On Friday, I went along on another Home-based care trip with some of the Omoana staff now working on a St. Francis Outreach trip (remember that the Omoana staff is hired through St. Francis). We went to a fishing town that is on Lake Victoria. It is a far trip and took us over an hour and a half to reach the village. The roads as you got closer to the village got steadily worse as you went. Finally it was nothing more that semi-flattened loose dirt and rocks. If a moderate rain was to fall, the roads would hardly be passible. The village is called Nkombwe and is on the tip of a peninsula. The view of the lake is spectacular. One thing I noticed right away was the lack of boat traffic. For such a big lake, there was very little to see in terms of human activity on the water. It was as if they just stopped on the lake shore and it became an impenetrable obstacle save for the occasional fishing canoe. There we met the local CCA (I mentioned this program before in an earlier blog post). Again, the value was evident where the CCA had arranged a site to set up the counseling and drug distribution area. She had also coordinated bringing in the clients to the area as well. She herself is HIV+ and received free services from St. Francis. The other clients dutifully paid the 2,000 UGx user fee. One client that was pointed out to me: Mathias Serushago, 58 yrs old. When he first started ART about a year ago, his CD4 count was 153. Now it is up to 468 at his last test. I was informed that this is a huge turn around for a patient. One patient did not show up so it was decided to leave her prescription with the CCA to await her arrival. Again, this is something that makes this program successful in my opinion. One other thing I noticed on the client list was that about half the patients were on ARVs even though they had HIV. The counselor explained to me that the there is a charge for the CD4 test to be conducted (10,000 UGx) which some do not want to pay. Also, some do not want to have to be on ARVs, so they are issued Septrin (which St. Francis is now out of) instead to help prevent infections.

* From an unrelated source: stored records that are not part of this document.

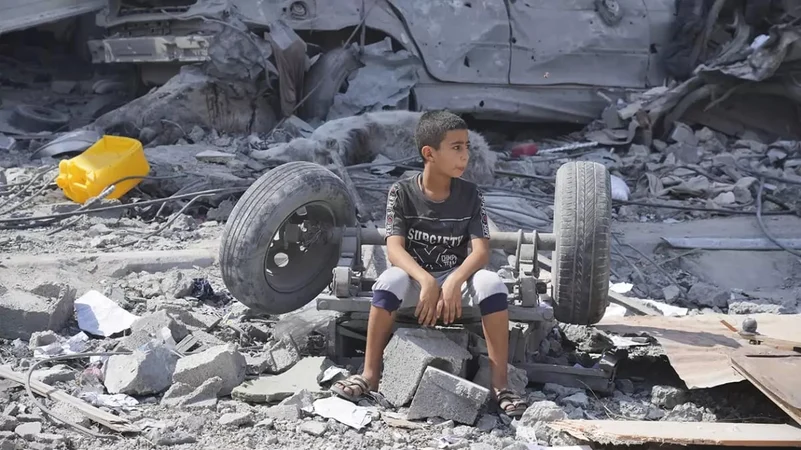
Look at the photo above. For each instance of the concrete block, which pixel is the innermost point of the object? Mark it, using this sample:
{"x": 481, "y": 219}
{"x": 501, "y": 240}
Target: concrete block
{"x": 517, "y": 379}
{"x": 274, "y": 388}
{"x": 149, "y": 327}
{"x": 445, "y": 395}
{"x": 23, "y": 313}
{"x": 54, "y": 374}
{"x": 142, "y": 372}
{"x": 184, "y": 395}
{"x": 223, "y": 361}
{"x": 409, "y": 353}
{"x": 282, "y": 356}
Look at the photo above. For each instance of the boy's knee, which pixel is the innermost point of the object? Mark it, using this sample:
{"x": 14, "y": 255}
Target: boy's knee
{"x": 491, "y": 291}
{"x": 389, "y": 289}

On Saturday, I went with the Granny program staff, including a nurse, to visit a grandmother and also a grandmother group.

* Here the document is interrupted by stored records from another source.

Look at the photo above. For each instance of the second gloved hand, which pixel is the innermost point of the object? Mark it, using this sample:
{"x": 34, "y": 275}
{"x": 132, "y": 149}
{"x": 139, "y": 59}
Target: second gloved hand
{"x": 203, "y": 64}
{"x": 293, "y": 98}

The first place we went to was a home in Mbiko which is very close to St. Francis. The grandmother who lived there was by herself mostly and was caring for six grandchildren. There was a younger woman there as well whom we did not know who she was at first. The grandmother coordinator interviewed the grandmother and learned that she had recently gone to another clinic closer to Jinja. There she was diagnosed with port-malaria syndrome and given several types of medication which she had failed to take! In addition, the medication cost 15,000 UGx (it would have been free at St. Francis). The grandmother coordinator encouraged her to take her medication while we were there. Also, the staff conversed with the the younger woman and learned that she was the eldest daughter of the grandmother. She was also the retired nurse. When asked why she did not follow up with the medication for her mother, she claimed that she was too busy helping with a local political campaign! She also felt that she knew how to take care of her mother. Rather than grill her further and cause some difficulty, we left after observing the grandmother take her medication. The staff also encouraged her to go to St. Francis in the future since treatment would be much cheaper.

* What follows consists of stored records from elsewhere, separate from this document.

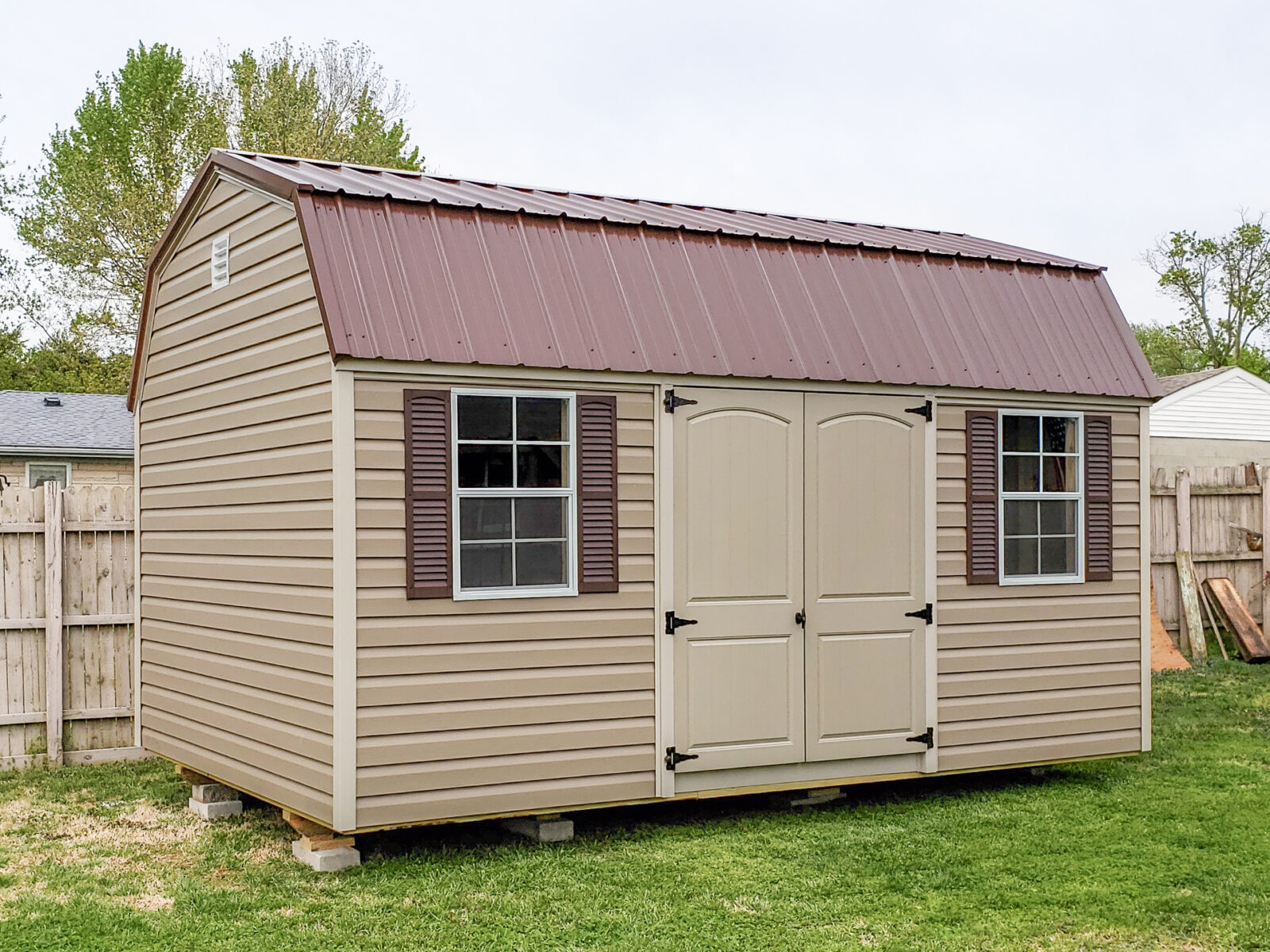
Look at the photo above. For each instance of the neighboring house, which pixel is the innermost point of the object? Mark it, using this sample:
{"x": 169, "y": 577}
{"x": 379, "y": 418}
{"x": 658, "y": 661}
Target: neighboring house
{"x": 1219, "y": 416}
{"x": 65, "y": 438}
{"x": 470, "y": 501}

The second stop was to visit a local grandmother group to see if they needed any follow up care. When we arrived at the scene, no one was there. The grandmother coordinator called the group and learned that they had waited for them but left after a while. In addition, no one was sick or needed attention. This raised some interesting points for me with regard to home-based trip preparation and ensuring that there is a need to make the trip since fuel costs are high here in Uganda. Also, there were several delays before we left St. Francis which contributed to our late departure.